No, Ferguson Is Not a Libertarian Moment

Libertarians are a hopeful crew, always looking eagerly for their moment that never comes. Now Nick Gillespie in The Daily Beast argues that the outrage at police brutality in Ferguson is a “libertarian moment” because libertarians have been warning us about the evils of police militarization and overreach, largely as part of the war on drugs.

And that’s true; a number of libertarians have been bringing up this issue for awhile. This is also a liberal issue, but one could argue liberals have been less vocal about it, possibly because we identify other issues (such as racism) as taking up more of our attention. But this brings me to the first reason Ferguson is not a libertarian moment — libertarians have no response to racism. And it’s undeniable that racism is at the rotten core of what happened in Ferguson. Libertarians like to pretend racism doesn’t happen, or if they acknowledge it, they do so only in passing (see Rand Paul). And then the next week they’ll turn around and say they don’t support civil rights laws, because big government.
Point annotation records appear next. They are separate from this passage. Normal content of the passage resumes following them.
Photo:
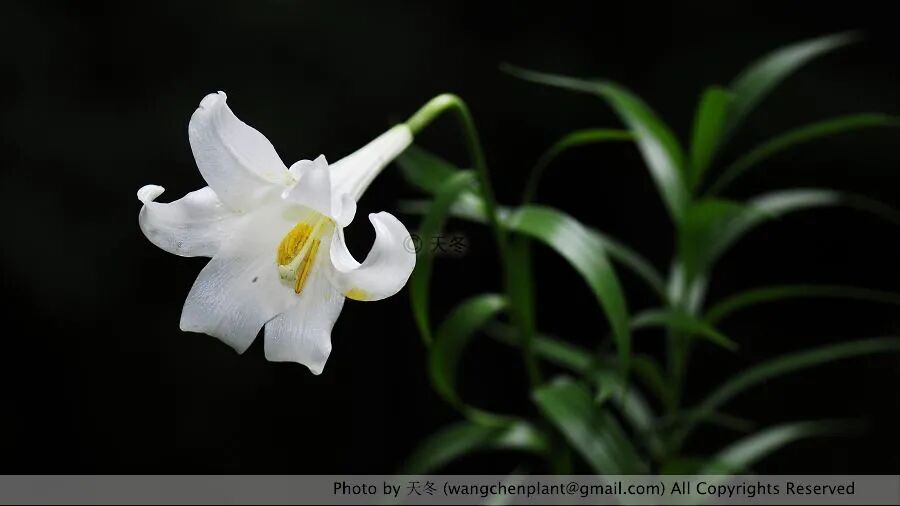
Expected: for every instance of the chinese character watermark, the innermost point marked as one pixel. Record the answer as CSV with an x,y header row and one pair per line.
x,y
444,244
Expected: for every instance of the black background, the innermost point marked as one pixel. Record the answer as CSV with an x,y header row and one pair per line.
x,y
97,378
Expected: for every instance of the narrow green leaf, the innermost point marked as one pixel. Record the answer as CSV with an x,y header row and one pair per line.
x,y
555,351
453,335
425,170
431,225
682,322
582,361
760,78
592,431
709,129
792,362
776,293
741,455
797,136
711,226
586,254
707,227
661,151
574,139
651,374
468,207
632,405
464,438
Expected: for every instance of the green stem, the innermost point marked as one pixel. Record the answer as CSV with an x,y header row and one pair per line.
x,y
422,118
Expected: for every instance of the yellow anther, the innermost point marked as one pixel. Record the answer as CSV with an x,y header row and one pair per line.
x,y
356,294
293,243
306,266
296,253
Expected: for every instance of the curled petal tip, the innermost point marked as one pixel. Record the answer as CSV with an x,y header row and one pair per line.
x,y
212,99
149,193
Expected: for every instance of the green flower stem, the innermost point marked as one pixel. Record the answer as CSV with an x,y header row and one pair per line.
x,y
418,121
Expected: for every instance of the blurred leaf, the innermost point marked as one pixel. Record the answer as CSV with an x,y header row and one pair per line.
x,y
592,431
683,322
648,370
709,128
586,254
707,228
451,338
803,134
711,226
760,78
553,350
659,147
424,170
468,207
776,293
520,287
741,455
789,363
574,139
431,225
464,438
633,407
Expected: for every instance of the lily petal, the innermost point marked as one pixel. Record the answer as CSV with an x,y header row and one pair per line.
x,y
386,268
194,225
355,172
240,289
237,161
303,333
313,190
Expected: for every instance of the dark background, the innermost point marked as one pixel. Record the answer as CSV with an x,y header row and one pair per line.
x,y
95,376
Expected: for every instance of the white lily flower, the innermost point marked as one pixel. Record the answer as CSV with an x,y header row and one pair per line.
x,y
275,236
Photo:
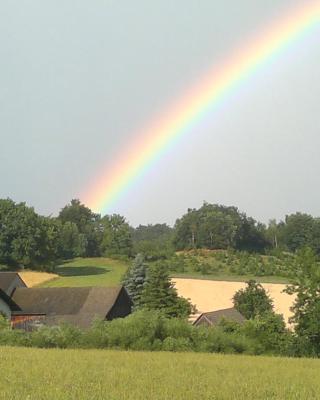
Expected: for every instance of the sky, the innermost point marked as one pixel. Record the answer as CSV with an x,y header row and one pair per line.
x,y
78,79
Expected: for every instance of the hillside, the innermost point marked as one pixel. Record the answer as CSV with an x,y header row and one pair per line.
x,y
88,272
118,375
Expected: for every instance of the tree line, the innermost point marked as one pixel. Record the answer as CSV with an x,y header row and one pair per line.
x,y
35,241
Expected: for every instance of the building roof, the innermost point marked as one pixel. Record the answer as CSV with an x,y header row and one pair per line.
x,y
214,317
7,280
75,305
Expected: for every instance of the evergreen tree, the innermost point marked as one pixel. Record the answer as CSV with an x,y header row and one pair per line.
x,y
160,294
252,301
135,279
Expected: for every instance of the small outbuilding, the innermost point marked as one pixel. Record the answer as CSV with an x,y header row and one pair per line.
x,y
214,317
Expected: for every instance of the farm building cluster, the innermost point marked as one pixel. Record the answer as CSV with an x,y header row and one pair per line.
x,y
28,308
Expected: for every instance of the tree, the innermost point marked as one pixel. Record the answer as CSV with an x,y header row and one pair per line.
x,y
298,231
252,301
26,239
215,226
306,307
135,279
153,241
160,294
116,238
87,222
71,242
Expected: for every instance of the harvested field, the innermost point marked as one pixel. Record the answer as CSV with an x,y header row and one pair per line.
x,y
33,278
216,295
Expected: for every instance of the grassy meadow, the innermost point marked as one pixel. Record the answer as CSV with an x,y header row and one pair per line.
x,y
117,375
88,272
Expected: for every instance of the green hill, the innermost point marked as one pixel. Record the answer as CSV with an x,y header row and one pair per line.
x,y
89,272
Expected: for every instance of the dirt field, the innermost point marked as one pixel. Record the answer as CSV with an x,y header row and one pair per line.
x,y
33,278
216,295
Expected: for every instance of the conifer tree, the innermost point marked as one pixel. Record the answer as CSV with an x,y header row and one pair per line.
x,y
159,294
135,279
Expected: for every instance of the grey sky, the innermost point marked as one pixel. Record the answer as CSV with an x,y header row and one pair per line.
x,y
79,78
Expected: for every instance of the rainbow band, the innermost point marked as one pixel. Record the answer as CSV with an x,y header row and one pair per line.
x,y
196,104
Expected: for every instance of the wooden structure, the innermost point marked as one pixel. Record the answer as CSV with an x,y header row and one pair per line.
x,y
28,308
214,317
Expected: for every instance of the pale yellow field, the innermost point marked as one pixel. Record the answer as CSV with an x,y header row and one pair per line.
x,y
216,295
33,278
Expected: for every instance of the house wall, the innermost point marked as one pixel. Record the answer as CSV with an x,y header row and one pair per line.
x,y
16,283
27,322
5,309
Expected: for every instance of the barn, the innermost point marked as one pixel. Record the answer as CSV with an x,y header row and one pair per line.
x,y
30,307
214,317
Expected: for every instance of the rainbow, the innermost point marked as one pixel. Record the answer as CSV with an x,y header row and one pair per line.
x,y
179,119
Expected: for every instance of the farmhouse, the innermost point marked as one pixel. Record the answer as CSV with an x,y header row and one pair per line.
x,y
214,317
28,307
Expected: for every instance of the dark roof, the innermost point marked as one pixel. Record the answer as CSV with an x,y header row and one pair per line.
x,y
12,305
214,317
74,305
7,278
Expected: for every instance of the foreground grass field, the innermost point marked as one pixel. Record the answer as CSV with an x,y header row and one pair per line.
x,y
88,272
115,375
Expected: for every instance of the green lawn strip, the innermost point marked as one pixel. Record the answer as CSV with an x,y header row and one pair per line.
x,y
88,272
42,374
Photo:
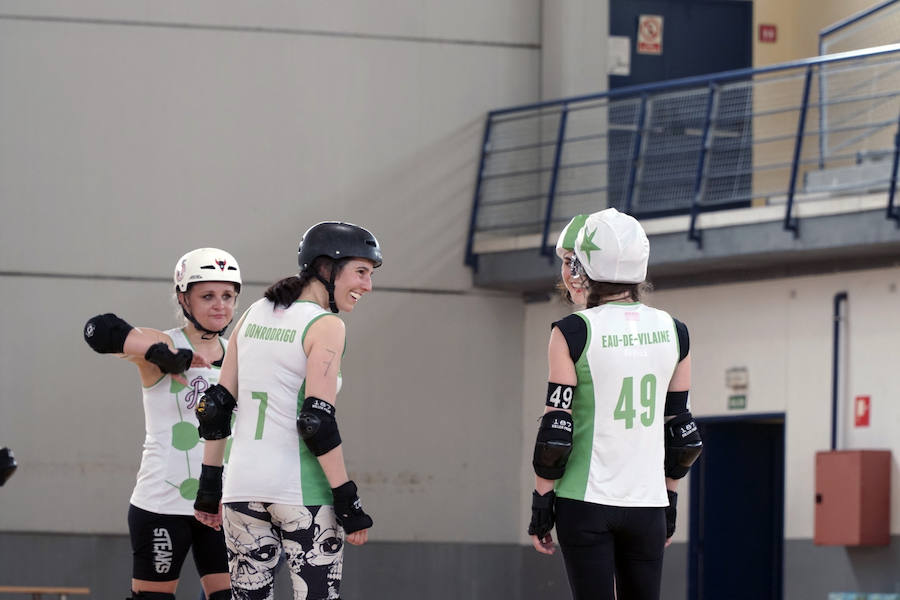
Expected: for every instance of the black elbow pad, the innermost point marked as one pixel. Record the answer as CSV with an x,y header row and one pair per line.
x,y
553,445
106,333
683,445
214,413
317,426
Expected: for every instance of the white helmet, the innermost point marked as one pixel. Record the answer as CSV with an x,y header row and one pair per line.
x,y
566,241
613,247
206,264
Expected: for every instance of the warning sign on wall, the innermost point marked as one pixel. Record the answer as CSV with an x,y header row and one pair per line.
x,y
649,35
861,407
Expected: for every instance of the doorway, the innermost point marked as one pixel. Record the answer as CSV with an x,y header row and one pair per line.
x,y
736,541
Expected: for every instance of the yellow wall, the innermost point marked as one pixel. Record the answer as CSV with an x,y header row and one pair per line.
x,y
799,23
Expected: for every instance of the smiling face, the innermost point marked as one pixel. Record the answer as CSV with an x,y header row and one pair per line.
x,y
211,302
573,285
354,280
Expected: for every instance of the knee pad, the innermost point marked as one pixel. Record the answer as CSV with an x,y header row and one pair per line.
x,y
151,596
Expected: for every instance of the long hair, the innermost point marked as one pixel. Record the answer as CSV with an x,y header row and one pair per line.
x,y
598,290
285,292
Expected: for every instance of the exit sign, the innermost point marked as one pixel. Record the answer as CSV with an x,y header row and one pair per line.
x,y
737,402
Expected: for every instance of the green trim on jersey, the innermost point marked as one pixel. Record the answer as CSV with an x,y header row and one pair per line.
x,y
314,485
194,350
311,321
155,383
573,483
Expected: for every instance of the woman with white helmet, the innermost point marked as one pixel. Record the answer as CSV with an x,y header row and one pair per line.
x,y
570,286
287,488
616,433
176,366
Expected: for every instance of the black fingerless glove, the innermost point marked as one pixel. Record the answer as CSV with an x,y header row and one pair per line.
x,y
542,514
348,508
209,494
169,362
7,464
670,513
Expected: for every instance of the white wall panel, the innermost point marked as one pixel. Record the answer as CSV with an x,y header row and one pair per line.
x,y
498,21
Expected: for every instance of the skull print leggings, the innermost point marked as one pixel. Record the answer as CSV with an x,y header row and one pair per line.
x,y
256,535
And I feel compelled to acknowledge that many pure libertarians do not acknowledge Paul to be one of them, but as I have said elsewhere, pure libertarians are elusive critters who are seldom spotted, and even then as soon as they open their mouths and take any real-world positions on anything they are found wanting. Pure libertarianism must be like a hot-house orchid that must be kept in isolated and pristine conditions and wilts as soon as you buy it and take it home.

The other reason Ferguson is not a libertarian moment is that it illustrates an important liberal principle that often libertarians deny — sometimes the worst oppression is local, in which case citizens need to look to the federal government for remedy.  And, frankly nothing in Ferguson is likely to change unless the Justice Department gets involved.
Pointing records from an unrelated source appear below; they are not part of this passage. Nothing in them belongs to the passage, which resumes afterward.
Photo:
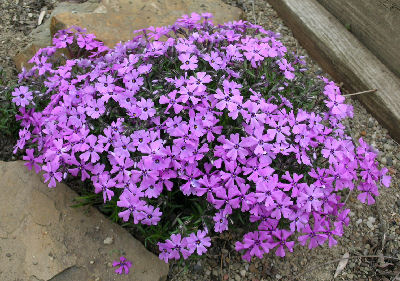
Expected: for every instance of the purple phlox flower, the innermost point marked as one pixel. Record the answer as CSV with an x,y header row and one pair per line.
x,y
147,108
232,174
287,69
214,60
227,99
369,171
368,191
199,79
384,179
153,190
296,121
124,265
189,62
221,221
256,243
329,231
120,166
105,87
282,235
103,184
252,167
254,115
32,160
234,147
133,205
298,220
209,185
87,41
266,190
151,215
63,38
141,139
342,174
52,174
171,101
309,198
259,141
79,140
93,151
95,108
190,174
107,140
229,198
145,172
281,207
314,236
175,247
198,242
123,147
332,150
342,218
279,129
25,116
321,176
22,96
58,151
188,92
335,102
246,199
293,184
329,200
80,167
133,81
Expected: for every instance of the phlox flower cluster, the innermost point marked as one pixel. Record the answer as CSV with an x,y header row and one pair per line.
x,y
219,113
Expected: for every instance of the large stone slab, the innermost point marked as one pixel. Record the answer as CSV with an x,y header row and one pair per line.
x,y
115,20
345,58
43,238
41,35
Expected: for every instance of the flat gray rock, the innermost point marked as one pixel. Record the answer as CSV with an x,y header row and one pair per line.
x,y
43,238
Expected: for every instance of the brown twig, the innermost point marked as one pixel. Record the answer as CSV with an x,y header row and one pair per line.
x,y
360,93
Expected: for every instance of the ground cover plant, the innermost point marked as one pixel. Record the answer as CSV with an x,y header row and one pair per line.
x,y
191,129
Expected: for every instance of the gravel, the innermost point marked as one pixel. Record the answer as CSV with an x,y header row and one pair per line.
x,y
376,226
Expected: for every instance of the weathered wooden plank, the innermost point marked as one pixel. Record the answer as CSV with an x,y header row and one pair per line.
x,y
376,23
345,58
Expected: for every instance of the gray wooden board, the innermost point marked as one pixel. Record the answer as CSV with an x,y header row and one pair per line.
x,y
346,59
376,23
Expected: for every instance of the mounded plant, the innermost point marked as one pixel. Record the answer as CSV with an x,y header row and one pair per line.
x,y
193,128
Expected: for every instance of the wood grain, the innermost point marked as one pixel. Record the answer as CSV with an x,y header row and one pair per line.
x,y
341,55
376,23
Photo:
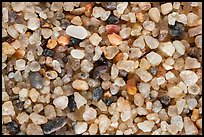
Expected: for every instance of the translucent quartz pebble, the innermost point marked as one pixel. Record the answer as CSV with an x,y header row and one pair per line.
x,y
77,32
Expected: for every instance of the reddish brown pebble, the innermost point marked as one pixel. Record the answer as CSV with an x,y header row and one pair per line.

Over the past few days spokespeople for libertarianism have argued they do so care about state and local government overreach, too. But I’ve had this argument with self-identified libertarians (although not pure ones, obviously) too many times. Many of them are sincerely more supportive of state’s rights than they are of individual citizens exercising their civil liberties. And it’s too obvious to me that the modern libertarian movement was born during the desegregation and civil rights struggle in the 1950s and 1960s, when federal courts and lawmakers and sometimes Presidents forced state and local governments to extend equal rights and protections to African Americans.

That said, Beverly Mann at Angry Bear wrote a great analysis arguing that many of our self-identified libertarians are not libertarians in any but a down-the-rabbit-hole sense. This pseudo libertarianism is “a narrowly prescriptive ideology that adopts extreme economic libertarianism and certain aspects of fascism,” she writes.

It is a curious brand of fascism that is peculiarly American, in that it artificially distinguishes between federal powers and state and local ones. A veritable foundation of this ideology formally or tacitly authorizes the use of state and local government police powers—by police, prosecutors, judges, prison guards–to engage in wholesale violations of American constitutional and international human rights. …

…What most of this crowd actually is is sort of classic-fascist-light, not libertarian. By which I don’t mean that they’re Nazis; Nazism was (and is) only one brand of fascism. I mean fascism more along the lines of the Benito Mussolini or Francisco Franco variety—a pairing of a muscular state police force left to its own (and the dictator’s) devices, and moneyed interests whose support the dictator an his party needed. Modern U.S. neo-federalism, a.k.a. “states’ rights!”–i.e., the right of state and local government officials and employees to violate individual, non-Republican humans’ constitutional rights—is libertarianism only in a George-Orwell-comes-to-Madison-Avenue sense, but it underpins much of Tea Party/Supreme Court libertarianism, if only ostensibly.

Do read the whole thing. But when the organs that claim to speak for libertarianism often are largely sponsored by the Koch brothers, what is one to think? Where in America is this pure and not corporate sponsored libertarianism found, unless you go full la-la and point to the Bundy Ranch militia?

And for years we’ve been dealing with conservatism that isn’t the least bit conservative. Richard Hofstadter’s pseudo conservatives took over American conservatism and drove traditional conservatism out of the movement some time back. And now we’ve got this weird coalition of pseudo conservatives and pseudo libertarians making up the dominant political power in this country. And if this is what we’re calling libertarianism, they’ve been having their moment for quite some time.

But if there are some pure libertarians out there who actually care about real individual freedom and the rights of unarmed black men to walk down a street in their own neighborhood without being killed by police, I sincerely apologize for making fun of you. But do take care if you leave the hot house.